Machine Learning models to predict next day trend in the SP500
The main notebook is ML_SP500_Binary_Classification.ipynb
In this step, data is retrieved from multiple sources, including S&P500, macro-factors such as gold price, oil price, yield price, Nasdaq, Dow Jones, VIX, and FRED data such as GDP, consumer price index, personal consumption expenditures, and industrial production. Additionally, quantitative methods such as MACD and RSI are used to analyze the data. Quality checks are performed to ensure data consistency, and the data is saved for future use.
In this step, the problem is transformed into a binary classification problem where the next day movement is predicted as either up or down.
In this step, various machine learning models are implemented to predict the next day movement. The models include Naive Bayes, Logistic Regression, K-nearest Neighbours, Support Vector Machine, Decision Tree Classifier, Bagging Decision Tree, Boosting Decision Tree, Random Forest, and Voting Classifier. The performance of each model is compared against the buy and hold (BH) strategy, where the stock is held for a long time and the performance is measured against this baseline.
In this step, the performance of each model is compared against the BH strategy. The performance of each model is evaluated using various performance metrics such as accuracy, precision, recall, and F1-score.

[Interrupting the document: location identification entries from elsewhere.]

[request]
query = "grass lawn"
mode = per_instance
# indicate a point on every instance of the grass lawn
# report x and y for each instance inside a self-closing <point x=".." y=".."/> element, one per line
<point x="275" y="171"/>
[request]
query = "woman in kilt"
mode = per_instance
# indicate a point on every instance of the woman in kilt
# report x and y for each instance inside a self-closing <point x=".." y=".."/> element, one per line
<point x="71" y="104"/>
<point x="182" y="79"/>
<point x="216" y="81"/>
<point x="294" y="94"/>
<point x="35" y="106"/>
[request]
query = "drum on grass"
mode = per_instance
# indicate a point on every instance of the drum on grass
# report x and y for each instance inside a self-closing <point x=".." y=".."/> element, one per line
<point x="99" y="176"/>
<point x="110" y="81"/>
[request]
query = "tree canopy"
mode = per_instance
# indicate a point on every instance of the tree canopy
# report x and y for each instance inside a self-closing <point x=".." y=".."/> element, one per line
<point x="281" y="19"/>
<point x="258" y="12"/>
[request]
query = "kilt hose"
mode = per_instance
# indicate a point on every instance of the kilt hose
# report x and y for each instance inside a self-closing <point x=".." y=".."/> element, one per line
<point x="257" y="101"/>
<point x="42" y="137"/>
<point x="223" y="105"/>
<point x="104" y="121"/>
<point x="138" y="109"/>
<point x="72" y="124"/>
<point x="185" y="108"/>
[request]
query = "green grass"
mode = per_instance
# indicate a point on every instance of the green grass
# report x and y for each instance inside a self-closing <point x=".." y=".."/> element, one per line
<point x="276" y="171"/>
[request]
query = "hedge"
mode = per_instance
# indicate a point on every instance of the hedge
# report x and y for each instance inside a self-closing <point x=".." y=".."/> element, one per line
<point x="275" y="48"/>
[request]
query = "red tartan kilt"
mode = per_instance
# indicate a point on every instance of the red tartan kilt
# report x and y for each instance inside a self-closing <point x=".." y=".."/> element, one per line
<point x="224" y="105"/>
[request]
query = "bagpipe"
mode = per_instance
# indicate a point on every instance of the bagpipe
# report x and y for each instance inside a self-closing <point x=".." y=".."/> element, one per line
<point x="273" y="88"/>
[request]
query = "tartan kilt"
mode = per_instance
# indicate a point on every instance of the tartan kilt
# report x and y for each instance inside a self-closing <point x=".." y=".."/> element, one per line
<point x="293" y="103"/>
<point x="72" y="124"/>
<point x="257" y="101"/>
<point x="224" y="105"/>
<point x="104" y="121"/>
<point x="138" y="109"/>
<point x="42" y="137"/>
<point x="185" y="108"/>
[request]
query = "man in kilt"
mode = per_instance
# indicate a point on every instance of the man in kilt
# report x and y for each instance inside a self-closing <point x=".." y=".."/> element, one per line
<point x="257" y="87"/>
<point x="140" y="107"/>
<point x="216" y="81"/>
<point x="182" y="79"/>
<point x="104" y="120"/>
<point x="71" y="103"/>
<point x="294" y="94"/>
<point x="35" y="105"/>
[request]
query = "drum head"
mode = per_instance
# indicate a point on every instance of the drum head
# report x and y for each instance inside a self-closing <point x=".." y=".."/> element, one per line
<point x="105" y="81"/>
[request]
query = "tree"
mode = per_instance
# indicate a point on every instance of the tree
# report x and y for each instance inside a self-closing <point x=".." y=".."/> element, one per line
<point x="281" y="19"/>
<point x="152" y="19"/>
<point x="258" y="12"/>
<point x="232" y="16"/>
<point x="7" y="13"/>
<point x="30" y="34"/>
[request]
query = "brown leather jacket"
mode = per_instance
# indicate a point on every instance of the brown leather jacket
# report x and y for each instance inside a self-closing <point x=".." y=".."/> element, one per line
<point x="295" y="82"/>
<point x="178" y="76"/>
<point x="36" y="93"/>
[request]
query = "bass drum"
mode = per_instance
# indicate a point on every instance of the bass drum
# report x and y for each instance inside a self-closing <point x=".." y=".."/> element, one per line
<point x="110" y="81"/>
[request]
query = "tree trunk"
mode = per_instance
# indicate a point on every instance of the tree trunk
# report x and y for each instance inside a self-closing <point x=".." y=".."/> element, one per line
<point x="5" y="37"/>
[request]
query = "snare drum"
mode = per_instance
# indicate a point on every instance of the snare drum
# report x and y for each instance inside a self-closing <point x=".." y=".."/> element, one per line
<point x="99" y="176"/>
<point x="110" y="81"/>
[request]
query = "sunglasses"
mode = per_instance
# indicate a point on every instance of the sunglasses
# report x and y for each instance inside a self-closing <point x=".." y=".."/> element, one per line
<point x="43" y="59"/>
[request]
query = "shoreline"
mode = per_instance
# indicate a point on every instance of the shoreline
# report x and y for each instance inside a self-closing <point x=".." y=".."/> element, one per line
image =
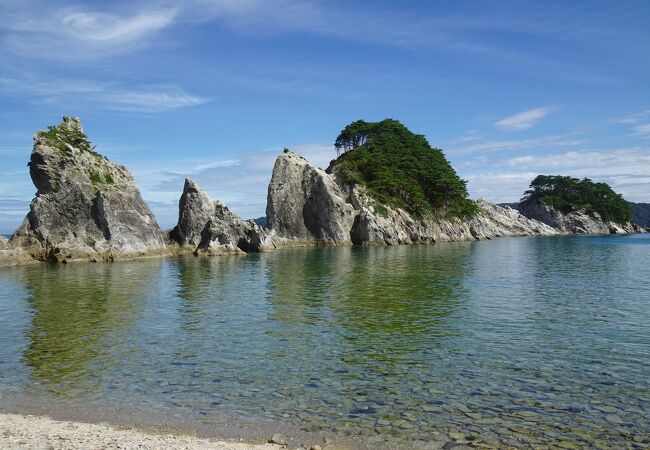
<point x="41" y="432"/>
<point x="19" y="258"/>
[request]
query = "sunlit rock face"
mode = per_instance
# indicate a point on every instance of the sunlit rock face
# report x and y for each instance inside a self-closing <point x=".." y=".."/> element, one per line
<point x="86" y="208"/>
<point x="577" y="222"/>
<point x="307" y="205"/>
<point x="208" y="226"/>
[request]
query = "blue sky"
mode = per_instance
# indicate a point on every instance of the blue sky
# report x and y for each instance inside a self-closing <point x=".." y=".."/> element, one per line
<point x="214" y="89"/>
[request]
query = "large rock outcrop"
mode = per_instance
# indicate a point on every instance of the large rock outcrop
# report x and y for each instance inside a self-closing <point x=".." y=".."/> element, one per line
<point x="86" y="208"/>
<point x="576" y="222"/>
<point x="307" y="205"/>
<point x="208" y="226"/>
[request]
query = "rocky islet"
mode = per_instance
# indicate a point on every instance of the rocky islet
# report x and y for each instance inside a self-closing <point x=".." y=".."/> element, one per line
<point x="89" y="209"/>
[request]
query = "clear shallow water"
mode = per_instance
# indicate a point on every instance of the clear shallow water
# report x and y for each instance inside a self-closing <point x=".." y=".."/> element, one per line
<point x="531" y="341"/>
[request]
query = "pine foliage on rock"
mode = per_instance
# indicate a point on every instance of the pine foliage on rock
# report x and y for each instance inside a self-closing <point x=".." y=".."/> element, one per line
<point x="568" y="194"/>
<point x="400" y="169"/>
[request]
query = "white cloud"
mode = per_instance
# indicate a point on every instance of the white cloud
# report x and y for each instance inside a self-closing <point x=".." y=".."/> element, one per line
<point x="103" y="28"/>
<point x="77" y="34"/>
<point x="627" y="170"/>
<point x="240" y="181"/>
<point x="634" y="118"/>
<point x="77" y="93"/>
<point x="523" y="120"/>
<point x="554" y="141"/>
<point x="642" y="130"/>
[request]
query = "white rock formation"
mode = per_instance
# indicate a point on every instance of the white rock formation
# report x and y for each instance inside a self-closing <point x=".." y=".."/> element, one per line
<point x="308" y="206"/>
<point x="86" y="208"/>
<point x="208" y="226"/>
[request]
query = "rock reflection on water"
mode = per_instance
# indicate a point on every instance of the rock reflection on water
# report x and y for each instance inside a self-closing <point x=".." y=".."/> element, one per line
<point x="80" y="315"/>
<point x="521" y="342"/>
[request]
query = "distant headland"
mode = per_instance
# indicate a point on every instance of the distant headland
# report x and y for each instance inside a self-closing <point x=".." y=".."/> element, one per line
<point x="388" y="186"/>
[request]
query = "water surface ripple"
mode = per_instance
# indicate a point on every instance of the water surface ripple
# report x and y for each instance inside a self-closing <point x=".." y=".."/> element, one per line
<point x="521" y="342"/>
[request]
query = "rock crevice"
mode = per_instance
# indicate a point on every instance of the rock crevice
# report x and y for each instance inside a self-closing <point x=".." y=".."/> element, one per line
<point x="86" y="208"/>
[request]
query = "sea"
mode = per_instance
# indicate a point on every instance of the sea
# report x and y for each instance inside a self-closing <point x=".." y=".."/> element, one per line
<point x="514" y="342"/>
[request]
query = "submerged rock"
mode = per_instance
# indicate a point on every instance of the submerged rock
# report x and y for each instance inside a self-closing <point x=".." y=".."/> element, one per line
<point x="578" y="222"/>
<point x="208" y="226"/>
<point x="86" y="208"/>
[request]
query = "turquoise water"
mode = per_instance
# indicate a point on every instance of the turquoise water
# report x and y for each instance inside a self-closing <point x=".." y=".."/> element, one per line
<point x="521" y="342"/>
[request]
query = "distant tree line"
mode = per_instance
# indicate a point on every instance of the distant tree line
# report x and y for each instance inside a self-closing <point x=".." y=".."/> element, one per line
<point x="401" y="169"/>
<point x="569" y="194"/>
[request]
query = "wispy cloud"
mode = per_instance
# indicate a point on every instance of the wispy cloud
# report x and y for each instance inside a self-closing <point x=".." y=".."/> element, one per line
<point x="75" y="33"/>
<point x="627" y="170"/>
<point x="240" y="181"/>
<point x="642" y="130"/>
<point x="142" y="99"/>
<point x="491" y="146"/>
<point x="523" y="120"/>
<point x="635" y="118"/>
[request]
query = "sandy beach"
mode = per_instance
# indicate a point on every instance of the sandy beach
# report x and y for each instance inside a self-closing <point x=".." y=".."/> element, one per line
<point x="33" y="432"/>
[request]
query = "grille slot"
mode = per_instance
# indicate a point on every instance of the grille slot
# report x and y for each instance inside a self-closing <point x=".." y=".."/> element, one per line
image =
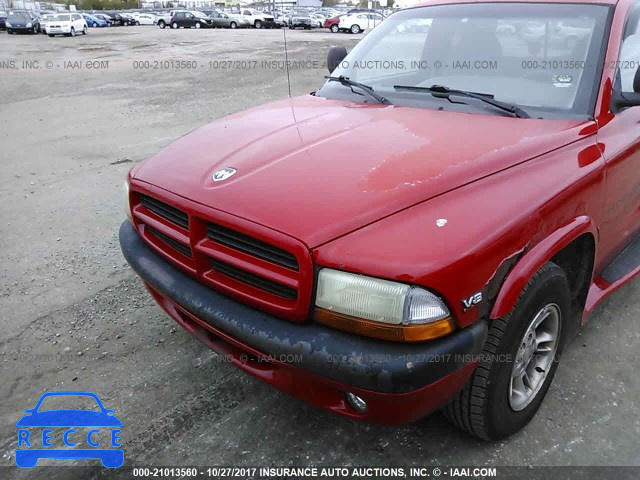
<point x="165" y="211"/>
<point x="183" y="249"/>
<point x="252" y="246"/>
<point x="254" y="280"/>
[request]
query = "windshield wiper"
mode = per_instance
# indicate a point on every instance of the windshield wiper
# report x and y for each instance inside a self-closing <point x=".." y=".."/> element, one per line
<point x="444" y="92"/>
<point x="346" y="81"/>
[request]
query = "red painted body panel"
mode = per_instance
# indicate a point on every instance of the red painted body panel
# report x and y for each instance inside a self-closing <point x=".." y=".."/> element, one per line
<point x="433" y="198"/>
<point x="316" y="169"/>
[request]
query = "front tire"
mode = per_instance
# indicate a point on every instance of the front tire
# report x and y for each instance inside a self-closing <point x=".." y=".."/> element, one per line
<point x="519" y="360"/>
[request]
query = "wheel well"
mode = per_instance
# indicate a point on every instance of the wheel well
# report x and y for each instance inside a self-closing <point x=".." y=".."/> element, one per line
<point x="576" y="259"/>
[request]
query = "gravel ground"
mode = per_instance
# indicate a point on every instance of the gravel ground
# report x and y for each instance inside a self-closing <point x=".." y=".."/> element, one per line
<point x="75" y="317"/>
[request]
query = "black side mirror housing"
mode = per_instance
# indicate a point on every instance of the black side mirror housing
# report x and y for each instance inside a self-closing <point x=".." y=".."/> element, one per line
<point x="335" y="55"/>
<point x="621" y="100"/>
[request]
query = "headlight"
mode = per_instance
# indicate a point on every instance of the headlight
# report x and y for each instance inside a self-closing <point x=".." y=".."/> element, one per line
<point x="127" y="201"/>
<point x="380" y="308"/>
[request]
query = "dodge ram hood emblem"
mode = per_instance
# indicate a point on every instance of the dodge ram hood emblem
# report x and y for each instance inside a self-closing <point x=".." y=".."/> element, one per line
<point x="223" y="174"/>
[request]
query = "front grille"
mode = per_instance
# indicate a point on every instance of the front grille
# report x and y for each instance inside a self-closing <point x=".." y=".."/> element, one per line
<point x="165" y="211"/>
<point x="251" y="246"/>
<point x="183" y="249"/>
<point x="241" y="261"/>
<point x="254" y="280"/>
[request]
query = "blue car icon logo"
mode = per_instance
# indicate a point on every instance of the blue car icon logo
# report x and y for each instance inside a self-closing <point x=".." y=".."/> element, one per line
<point x="67" y="433"/>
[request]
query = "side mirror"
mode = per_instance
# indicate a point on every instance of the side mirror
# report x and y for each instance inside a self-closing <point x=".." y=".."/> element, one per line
<point x="335" y="55"/>
<point x="621" y="100"/>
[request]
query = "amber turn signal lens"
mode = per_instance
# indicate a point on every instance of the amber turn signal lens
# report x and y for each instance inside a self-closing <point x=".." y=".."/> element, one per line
<point x="394" y="333"/>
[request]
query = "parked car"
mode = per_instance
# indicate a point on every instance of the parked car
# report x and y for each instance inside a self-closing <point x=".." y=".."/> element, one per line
<point x="222" y="20"/>
<point x="300" y="19"/>
<point x="44" y="21"/>
<point x="486" y="214"/>
<point x="333" y="23"/>
<point x="190" y="20"/>
<point x="22" y="22"/>
<point x="121" y="20"/>
<point x="129" y="19"/>
<point x="359" y="22"/>
<point x="67" y="24"/>
<point x="164" y="19"/>
<point x="318" y="19"/>
<point x="94" y="21"/>
<point x="257" y="19"/>
<point x="146" y="19"/>
<point x="104" y="17"/>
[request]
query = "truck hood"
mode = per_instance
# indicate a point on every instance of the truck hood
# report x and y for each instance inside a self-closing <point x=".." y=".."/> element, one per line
<point x="317" y="169"/>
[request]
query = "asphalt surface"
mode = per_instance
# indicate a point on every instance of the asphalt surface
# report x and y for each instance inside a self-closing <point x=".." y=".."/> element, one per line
<point x="75" y="317"/>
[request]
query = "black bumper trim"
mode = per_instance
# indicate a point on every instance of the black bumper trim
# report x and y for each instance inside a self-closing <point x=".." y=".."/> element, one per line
<point x="342" y="357"/>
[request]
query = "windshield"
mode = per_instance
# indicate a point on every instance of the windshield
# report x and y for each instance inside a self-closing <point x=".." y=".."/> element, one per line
<point x="542" y="57"/>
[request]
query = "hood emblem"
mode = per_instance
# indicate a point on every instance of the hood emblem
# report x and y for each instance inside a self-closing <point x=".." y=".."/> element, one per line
<point x="223" y="174"/>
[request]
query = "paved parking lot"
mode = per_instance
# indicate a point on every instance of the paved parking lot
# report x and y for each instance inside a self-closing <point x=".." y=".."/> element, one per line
<point x="75" y="317"/>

Annexes: Two annexes are included where the performance of the Ensemble Voting Classifier (EVC) is saved and the notebook simulation is saved for future use.
Overall, this project involves data aggregation, transformation, and machine learning to predict the next day movement in the stock market. The performance of the models is compared against the buy and hold strategy, which serves as a baseline for comparison.